Schiff, a composer, teacher and author of books on George Gershwin and Elliott Carter, insists that The Ellington Century is “a composer’s view, not a historian’s.” Instead of organizing his book chronologically, he explores in depth particular Ellington pieces in terms of color (“Blue Light,” 1938), rhythm (“Cotton Tail,” ’40), melody (“Prelude to a Kiss,” ’38) and harmony (“Satin Doll,” ’53), discussing many more of Ellington’s big-band tone poems along the way — “Reminiscing in Tempo,” “Mood Indigo,” “Warm Valley” and on. In the book’s second half, Schiff examines the composer’s gospel-charged large-scale works — the ever-evolving Black, Brown & Beige and Sacred Concerts — and their role in his lifelong desire to paint a “sepia panorama,” a musical evocation of the African-American experience.
Schiff describes Ellington as a “nationalist” artist in the manner of Bartók and Falla, singling out “Ko-Ko” from 1940: “Precociously postcolonial with a vengeance, `Ko-Ko’ reclaimed and rewrote the primitivism of early modern classical music and the tom-tom-grooved `jungle’ numbers that white audiences demanded from black entertainers, using the most esteemed devices of European art music as emblems of African-American integrity, pride and power.” And setting the scene for the 1957 premiere of one of his Ellington favorites, the Shakespearean suite Such Sweet Thunder, Schiff writes: “With its brash, brassy, backbeat-driven opening, the title track of the twelve-movement suite by Ellington and Billy Strayhorn drops us off at the vibrant center of twentieth-century music, the intersection of high art and popular entertainment: African, American and European traditions, improvised performance and rigorous composition.”
Ellington composed not only miniature tone poems and suites both sacred and secular; he wrote popular songs, stage musicals and film scores, too — a thousand-plus pieces. Unlike most classical composers, he was on the road constantly, drafting in a hotel during the day what he would try out onstage at night, working up to the last minute before putting on his conductor-pianist hat. Ellington’s keen advantage over classical composers, though, was the peerless orchestra at his disposal — the big band that featured some of jazz’s singular personalities. Inspired by such players as Ben Webster and Johnny Hodges, Ellington incorporated their sounds and riffs into his works; after 1941, he often did so in partnership with composer-arranger-lyricist Strayhorn.

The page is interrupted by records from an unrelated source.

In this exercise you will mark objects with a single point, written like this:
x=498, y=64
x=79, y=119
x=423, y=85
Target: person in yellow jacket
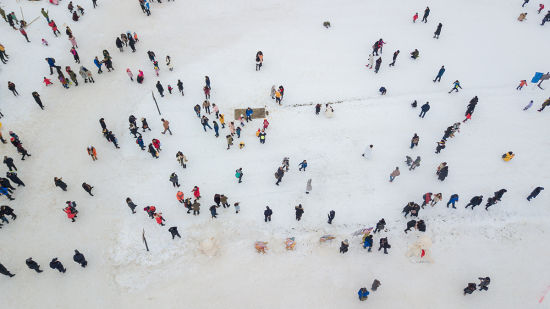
x=508, y=156
x=222, y=121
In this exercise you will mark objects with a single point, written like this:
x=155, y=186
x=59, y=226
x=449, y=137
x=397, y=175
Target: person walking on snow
x=368, y=151
x=239, y=174
x=426, y=14
x=456, y=85
x=395, y=54
x=452, y=200
x=424, y=109
x=394, y=174
x=438, y=31
x=439, y=74
x=535, y=193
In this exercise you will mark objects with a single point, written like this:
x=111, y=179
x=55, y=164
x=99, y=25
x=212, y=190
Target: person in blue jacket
x=98, y=64
x=303, y=165
x=51, y=63
x=249, y=113
x=425, y=108
x=456, y=85
x=439, y=74
x=139, y=141
x=453, y=200
x=367, y=243
x=4, y=191
x=363, y=294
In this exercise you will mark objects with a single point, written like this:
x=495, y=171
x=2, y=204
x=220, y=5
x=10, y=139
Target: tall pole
x=144, y=240
x=153, y=94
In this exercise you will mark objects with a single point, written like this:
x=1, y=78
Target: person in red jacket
x=150, y=210
x=54, y=27
x=521, y=84
x=159, y=218
x=156, y=143
x=196, y=192
x=427, y=199
x=47, y=81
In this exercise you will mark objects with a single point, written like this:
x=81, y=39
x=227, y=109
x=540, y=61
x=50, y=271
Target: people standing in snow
x=79, y=258
x=438, y=31
x=475, y=201
x=439, y=74
x=424, y=109
x=456, y=86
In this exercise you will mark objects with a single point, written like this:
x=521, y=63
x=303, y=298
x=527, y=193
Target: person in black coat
x=9, y=163
x=36, y=97
x=79, y=258
x=160, y=88
x=331, y=216
x=5, y=271
x=377, y=65
x=410, y=225
x=425, y=108
x=118, y=44
x=499, y=194
x=438, y=31
x=87, y=188
x=384, y=244
x=59, y=183
x=55, y=264
x=380, y=226
x=131, y=204
x=443, y=173
x=33, y=265
x=344, y=245
x=174, y=231
x=490, y=202
x=483, y=285
x=535, y=193
x=267, y=214
x=13, y=177
x=470, y=288
x=6, y=184
x=475, y=201
x=7, y=210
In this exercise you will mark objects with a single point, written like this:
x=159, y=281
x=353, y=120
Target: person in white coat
x=368, y=152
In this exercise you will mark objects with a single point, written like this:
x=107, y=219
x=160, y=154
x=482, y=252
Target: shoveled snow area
x=482, y=44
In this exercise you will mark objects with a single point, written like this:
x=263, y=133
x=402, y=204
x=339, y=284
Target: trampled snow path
x=481, y=44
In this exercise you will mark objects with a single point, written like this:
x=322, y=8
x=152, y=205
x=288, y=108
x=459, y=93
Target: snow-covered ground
x=482, y=44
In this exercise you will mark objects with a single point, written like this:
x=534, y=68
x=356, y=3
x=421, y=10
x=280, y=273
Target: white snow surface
x=482, y=44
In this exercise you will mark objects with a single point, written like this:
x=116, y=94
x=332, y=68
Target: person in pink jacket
x=130, y=74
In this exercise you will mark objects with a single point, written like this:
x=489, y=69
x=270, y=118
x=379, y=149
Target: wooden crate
x=258, y=113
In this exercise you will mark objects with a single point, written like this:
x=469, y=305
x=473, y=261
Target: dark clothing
x=79, y=258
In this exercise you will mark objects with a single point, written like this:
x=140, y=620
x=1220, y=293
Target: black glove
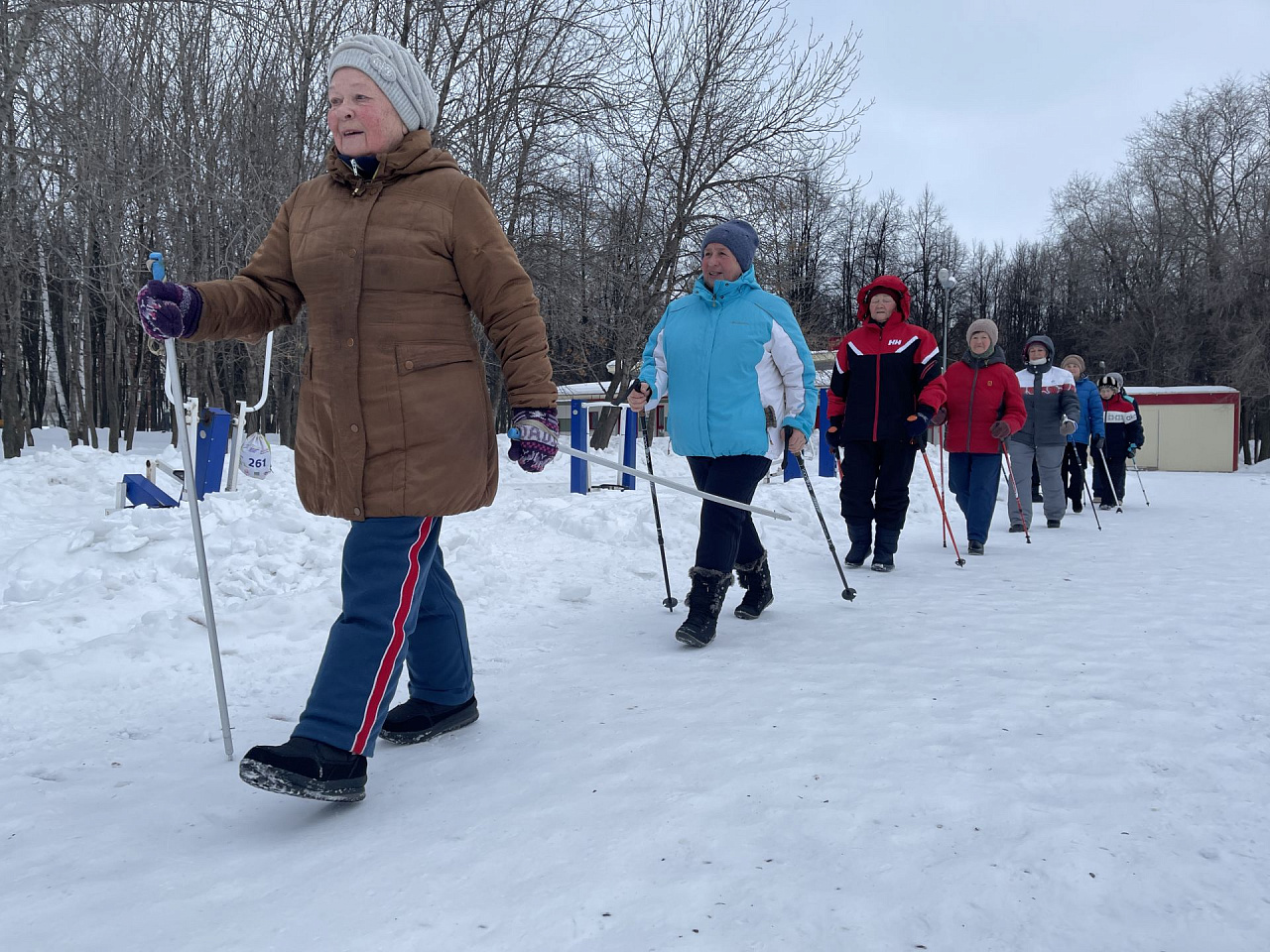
x=833, y=435
x=919, y=422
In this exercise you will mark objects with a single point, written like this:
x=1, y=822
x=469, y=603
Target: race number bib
x=255, y=460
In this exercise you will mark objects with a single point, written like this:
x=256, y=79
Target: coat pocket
x=445, y=426
x=412, y=358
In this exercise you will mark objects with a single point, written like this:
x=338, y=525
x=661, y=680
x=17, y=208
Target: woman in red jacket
x=984, y=405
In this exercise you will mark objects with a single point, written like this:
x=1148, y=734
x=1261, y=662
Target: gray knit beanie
x=395, y=71
x=738, y=236
x=984, y=324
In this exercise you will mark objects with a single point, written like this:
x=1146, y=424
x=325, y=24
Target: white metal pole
x=671, y=484
x=178, y=407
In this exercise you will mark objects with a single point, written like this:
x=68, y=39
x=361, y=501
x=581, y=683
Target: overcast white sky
x=994, y=103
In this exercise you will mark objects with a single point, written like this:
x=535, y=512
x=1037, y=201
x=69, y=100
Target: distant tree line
x=610, y=135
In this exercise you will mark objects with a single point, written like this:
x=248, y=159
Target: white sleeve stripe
x=661, y=376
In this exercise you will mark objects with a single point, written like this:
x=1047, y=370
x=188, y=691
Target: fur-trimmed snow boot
x=703, y=603
x=861, y=540
x=307, y=769
x=756, y=578
x=414, y=721
x=884, y=549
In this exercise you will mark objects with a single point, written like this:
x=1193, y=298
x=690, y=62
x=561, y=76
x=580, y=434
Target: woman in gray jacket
x=1053, y=408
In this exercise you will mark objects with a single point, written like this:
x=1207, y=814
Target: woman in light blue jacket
x=742, y=377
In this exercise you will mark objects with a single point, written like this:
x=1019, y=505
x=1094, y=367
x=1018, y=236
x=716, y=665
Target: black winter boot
x=703, y=603
x=414, y=721
x=861, y=538
x=307, y=769
x=756, y=579
x=884, y=549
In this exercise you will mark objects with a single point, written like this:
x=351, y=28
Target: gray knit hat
x=984, y=324
x=395, y=71
x=1076, y=359
x=738, y=236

Along with his deep knowledge and love of both jazz and classical (making contextual references from Alban Berg to Charlie Parker), Schiff writes with a gift for the aptly evocative line, as when discussing Such Sweet Thunder: “So much for blushing white femininity, it takes two to habanera.” There are funky descriptions (“a hootch in the treble and a cootch in the bass”) and scholarly ones, such as using Schoenberg’s term for a melody composed of tone color to describe “Blue Light” as “a klangfarbenmelodie blues.”
On the eve of the millennium, The New York Times commissioned a retrospective from Schiff, but blanched at his alternative view of Ravel, Bartók and Ellington as the past century’s greatest composers, preferring that he center on Stravinsky and Schoenberg or Webern and Cage. The Ellington Century, affectionate and absorbing, finally gives the Duke the royal treatment by putting him firmly in their company.